Presented by OMRI RAM (Adviser: Prof. Katz)
Cavitation inception occurs in locations of the flow where the pressure drops just below the vapor pressure, happens on extremely fast times scales. Even though it has been extensively studied over the last five decades, both fundamental mechanisms of inception and its dependence on the flow characteristics remain unclear. In this study, water tunnel experiments involving high-speed microscopic imaging focus on the processes of cavitation inception in a flow with an attached boundary layer downstream of the minimum pressure point. A cavitation patch is formed as free stream nuclei approach the low-pressure region, expand rapidly and attach to the surface. If the minimum pressure is kept close to the vapor pressure these cavities collapse in milliseconds, leaving a cloud of microbubbles small than 50 micrometers downstream of the minimum pressure point. Some of these bubbles migrate randomly near the surface, presumably under the balancing influence of drag that pushes them downstream and local adverse pressure gradient that pulls them upstream. Hence, the bubbles are maintained near the surface, even without flow separation. Of those that migrate upstream, a fraction grows to form another intermittent cavity that generates new microbubbles. Hence, once the initial attachment occurs, subsequent attached cavities appear at a frequency that is much higher than that associated with the freestream nuclei. High-resolution PIV measurements confirm that these bubbles move in a low-velocity region that forms close to the minimum pressure point due to the adverse pressure gradients. It appears that these bubbles size is upper bounded by the height of this region and lower bounded by the volume required to generate significant pressure force upstream.
4:35 pm Presentation
“A Data-Based Wall Model for Large Eddy Simulations”
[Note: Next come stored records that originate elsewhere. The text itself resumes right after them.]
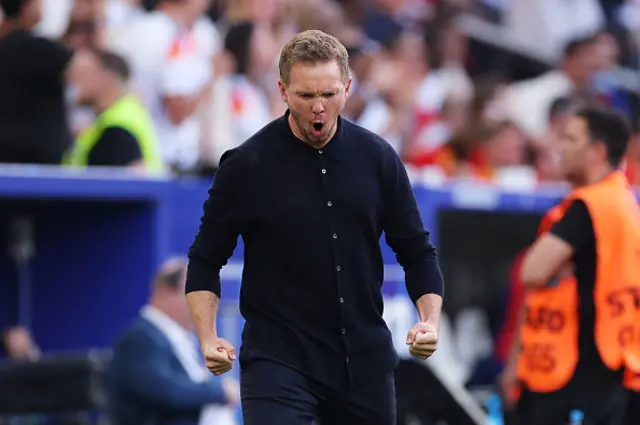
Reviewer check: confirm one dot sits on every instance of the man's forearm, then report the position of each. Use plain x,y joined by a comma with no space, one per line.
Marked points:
429,308
204,309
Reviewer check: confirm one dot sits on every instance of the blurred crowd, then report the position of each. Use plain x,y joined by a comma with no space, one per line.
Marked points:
166,86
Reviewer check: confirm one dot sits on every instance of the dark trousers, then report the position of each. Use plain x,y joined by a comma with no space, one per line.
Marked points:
609,408
274,394
633,409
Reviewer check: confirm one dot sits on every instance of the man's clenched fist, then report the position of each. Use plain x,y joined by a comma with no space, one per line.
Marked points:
422,340
219,355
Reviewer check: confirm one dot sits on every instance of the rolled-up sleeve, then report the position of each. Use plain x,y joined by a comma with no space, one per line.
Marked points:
405,233
220,226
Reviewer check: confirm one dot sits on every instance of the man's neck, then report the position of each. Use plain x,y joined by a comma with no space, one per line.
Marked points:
176,13
107,100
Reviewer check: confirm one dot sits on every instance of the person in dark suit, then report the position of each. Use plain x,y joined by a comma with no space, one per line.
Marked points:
156,375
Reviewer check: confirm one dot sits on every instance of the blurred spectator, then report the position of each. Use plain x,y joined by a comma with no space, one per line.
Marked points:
480,153
171,53
85,25
156,373
631,164
547,153
528,101
19,344
547,25
123,133
33,118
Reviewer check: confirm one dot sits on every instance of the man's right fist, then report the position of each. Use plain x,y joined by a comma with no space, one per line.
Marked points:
219,355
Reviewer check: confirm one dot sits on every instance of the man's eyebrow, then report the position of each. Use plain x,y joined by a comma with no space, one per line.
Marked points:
327,91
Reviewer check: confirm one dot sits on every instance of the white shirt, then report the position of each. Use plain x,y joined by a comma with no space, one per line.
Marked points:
168,60
528,102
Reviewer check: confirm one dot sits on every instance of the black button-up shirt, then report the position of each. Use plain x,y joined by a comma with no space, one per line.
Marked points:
311,221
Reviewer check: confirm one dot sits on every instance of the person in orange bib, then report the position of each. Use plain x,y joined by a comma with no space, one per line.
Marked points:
582,327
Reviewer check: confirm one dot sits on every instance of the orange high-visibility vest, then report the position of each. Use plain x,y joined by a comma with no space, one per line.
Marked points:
549,336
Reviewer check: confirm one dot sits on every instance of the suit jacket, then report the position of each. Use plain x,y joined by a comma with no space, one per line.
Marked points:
146,384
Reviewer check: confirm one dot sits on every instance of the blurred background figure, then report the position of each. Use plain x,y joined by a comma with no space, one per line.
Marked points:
34,71
171,52
123,133
18,344
156,373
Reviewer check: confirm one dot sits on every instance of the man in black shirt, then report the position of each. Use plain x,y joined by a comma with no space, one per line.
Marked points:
593,145
33,119
310,194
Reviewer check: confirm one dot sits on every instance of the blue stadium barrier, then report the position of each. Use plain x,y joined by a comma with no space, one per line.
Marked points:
99,237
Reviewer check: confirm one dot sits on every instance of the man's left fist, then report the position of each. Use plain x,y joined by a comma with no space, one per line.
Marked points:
422,340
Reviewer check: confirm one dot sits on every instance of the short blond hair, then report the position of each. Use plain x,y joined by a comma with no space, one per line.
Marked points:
312,46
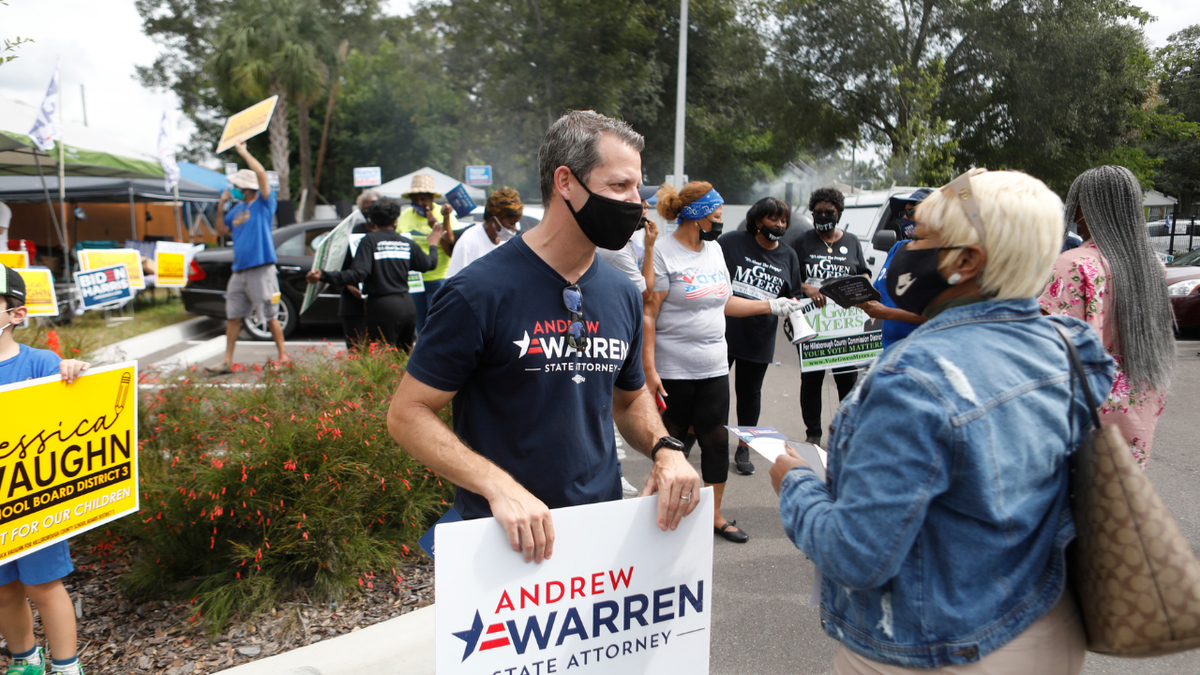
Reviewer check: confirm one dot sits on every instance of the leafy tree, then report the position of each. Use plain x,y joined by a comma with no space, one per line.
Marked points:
186,30
1045,87
396,111
11,45
1177,148
276,48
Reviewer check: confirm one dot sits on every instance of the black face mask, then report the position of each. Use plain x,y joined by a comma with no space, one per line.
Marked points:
825,222
772,233
913,280
712,234
606,222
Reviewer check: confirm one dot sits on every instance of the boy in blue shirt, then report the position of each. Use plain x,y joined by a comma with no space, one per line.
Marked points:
37,575
255,282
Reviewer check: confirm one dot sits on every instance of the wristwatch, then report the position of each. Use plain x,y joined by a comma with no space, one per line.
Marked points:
669,442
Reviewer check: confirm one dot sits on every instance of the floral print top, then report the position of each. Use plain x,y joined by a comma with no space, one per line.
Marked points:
1079,287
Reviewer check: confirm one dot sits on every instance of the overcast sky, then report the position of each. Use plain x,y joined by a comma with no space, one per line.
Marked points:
99,42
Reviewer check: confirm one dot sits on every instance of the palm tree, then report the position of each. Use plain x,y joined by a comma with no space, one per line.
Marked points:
276,47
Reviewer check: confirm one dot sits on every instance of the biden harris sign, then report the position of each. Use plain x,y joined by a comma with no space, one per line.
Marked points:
618,596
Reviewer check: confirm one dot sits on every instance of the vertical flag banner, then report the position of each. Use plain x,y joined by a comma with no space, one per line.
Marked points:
131,258
15,260
619,596
69,457
40,296
48,125
167,155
Presented by YUE HAO (Advisers: Profs. Meneveau & Zaki)
An all connected neural network was adopted to develop a wall model for large eddy simulations (LES). Spatially filtered data from the JHTDB channel flow at Re_tau=1000 were used for training and testing. The network was trained to predict wall shear stress from LES information at the first grid point above the wall. A priori tests were performed to determine the accuracy of the wall model by comparing the predicted wall shear stress to its filtered value from the database. Input combinations of u and y were tested and yielded comparable performance to the equilibrium wall model. The modified input variables u/y and log(y/y_0)/u that were proposed by Yang et al. (2019) were effective for extrapolation, which is critical for wall modeling. Multiple terms in the integrated momentum equation were tested as additional inputs, but no obvious improvement was achieved because the terms are poorly correlated with wall shear stress. Performance of the wall model was, however, improved by expanding the spatial support of the inputs. When non-local flow information was included, the predicted wall shear stress was better correlated with DNS than the equilibrium wall model. The physical reason is the inclination of the elongated structures in the near-wall region.